Solving Projection onto Linear Equality for Multiple Input Vectors

RoyiAvital · October 25, 2025, 9:55am

I am after solving the projection onto a Linear Equation problem:

\arg \min_{\boldsymbol{x}} \frac{1}{2} {\left\| \boldsymbol{x} - \boldsymbol{y} \right\|}_{2}^{2} \; \text{ subject to } \boldsymbol{A} \boldsymbol{x} = \boldsymbol{b}

with \boldsymbol{A} \in \mathbb{R}^{m \times n} with m \ll n.

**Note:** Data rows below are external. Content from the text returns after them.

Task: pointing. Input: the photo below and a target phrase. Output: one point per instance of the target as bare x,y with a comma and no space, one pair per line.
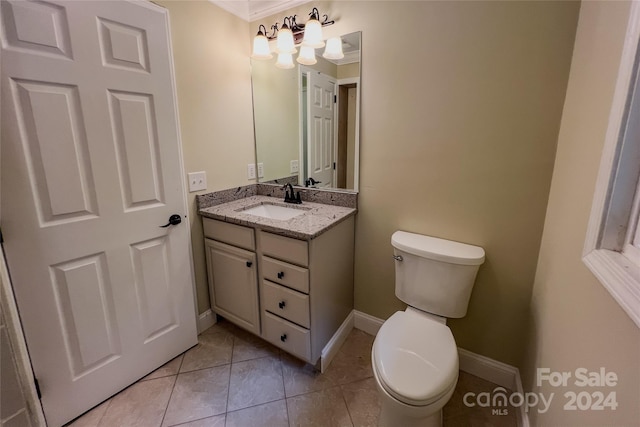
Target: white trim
206,320
14,330
367,323
619,276
183,174
333,346
356,154
504,375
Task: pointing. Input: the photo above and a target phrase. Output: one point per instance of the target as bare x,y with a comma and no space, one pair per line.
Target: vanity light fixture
261,44
309,35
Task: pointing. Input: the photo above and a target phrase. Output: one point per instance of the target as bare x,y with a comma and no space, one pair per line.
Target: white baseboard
206,320
367,323
333,346
475,364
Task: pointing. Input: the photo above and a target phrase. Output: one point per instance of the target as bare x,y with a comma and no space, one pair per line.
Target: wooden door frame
356,155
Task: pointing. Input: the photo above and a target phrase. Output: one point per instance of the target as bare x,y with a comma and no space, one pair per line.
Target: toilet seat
416,358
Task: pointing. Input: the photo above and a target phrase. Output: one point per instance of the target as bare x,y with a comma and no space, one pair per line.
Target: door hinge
35,380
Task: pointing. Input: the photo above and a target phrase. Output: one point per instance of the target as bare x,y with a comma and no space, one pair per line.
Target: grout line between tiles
346,405
175,381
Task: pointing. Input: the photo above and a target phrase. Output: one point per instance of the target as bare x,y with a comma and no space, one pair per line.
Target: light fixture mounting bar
296,28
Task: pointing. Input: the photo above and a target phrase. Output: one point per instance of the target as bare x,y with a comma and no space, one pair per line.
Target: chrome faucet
291,197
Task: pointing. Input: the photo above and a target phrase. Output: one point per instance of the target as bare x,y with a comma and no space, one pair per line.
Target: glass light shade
307,55
333,49
285,42
313,34
261,48
285,61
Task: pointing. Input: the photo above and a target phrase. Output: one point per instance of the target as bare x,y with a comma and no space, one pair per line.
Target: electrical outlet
251,171
197,181
294,166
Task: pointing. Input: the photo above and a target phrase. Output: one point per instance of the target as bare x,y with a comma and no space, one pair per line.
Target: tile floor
232,378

The closed form solution is:

\begin{align*} \boldsymbol{x} & = \boldsymbol{y} - \boldsymbol{A}^{\top} {\left( \boldsymbol{A} \boldsymbol{A}^{\top} \right)}^{-1} \left( \boldsymbol{A} \boldsymbol{y} - \boldsymbol{b} \right) \\ & = \boldsymbol{y} - \boldsymbol{A}^{\top} {\left( \boldsymbol{A} \boldsymbol{A}^{\top} \right)}^{-1} \boldsymbol{A} \boldsymbol{y} + \boldsymbol{A}^{\top} {\left( \boldsymbol{A} \boldsymbol{A}^{\top} \right)}^{-1} \boldsymbol{b} \end{align*}

I wonder what the optimal pre processing needed to solve the above repeatedly for many cases of \boldsymbol{y} (The Matrix \boldsymbol{A} and vector \boldsymbol{b} are the same).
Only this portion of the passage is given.